March 22, 2006

Chapter Three: The Katrina Time Window

When the public knows what the media knows, and the media knows it, then the equation will change.


The week of Katrina, in September, 2005, gave us a rare opportunity to look back through time at exactly what the news is.

Scenes and stories from New Orleans provided the spooky opportunity to travel back hundreds of thousands of years, to the time of the formation of the human reaction package created by unprotected people living on the ground, with survival their only purpose.

“New Orleans After Katrina” provided us a living, instant view of the beating heart of the news that was born in “The Dawn of Media.” Conflict, Disaster, Prominence, Proximity, Human Interest, Consequence, Novelty, Sensationalism. The ancient, original human values of news were on display on our television screens in all their mute, primitive reality.

New Orleans, even more than 9/11, showed how helpless, how motionless, humans are, against the news values in their original strength.
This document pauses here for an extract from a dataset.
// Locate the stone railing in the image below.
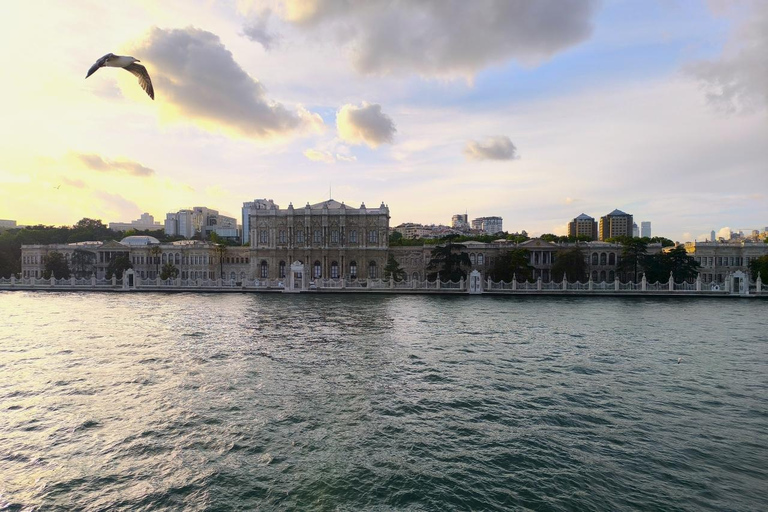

Conflict totally erases Progress, and Prominence cowers before Disaster. More than anything, humanity in New Orleans needed a leader. Always, humans unsure of their survival have needed someone who believes in survival and will move toward where he thinks it is, so at least the people will have someone and something to follow, and be reassured by the simple act of moving.

And as always, there were humans preying on humans. We were watching a news story unique in its originality. Watching it wasn’t easy, and it showed what survival is really like, no food, no water, no protection, no leadership, no direction, with violence all around, It is a unique opportunity for anyone curious about how to read media, to witness media where it originated, with humanity locked in its eternal battle to survive.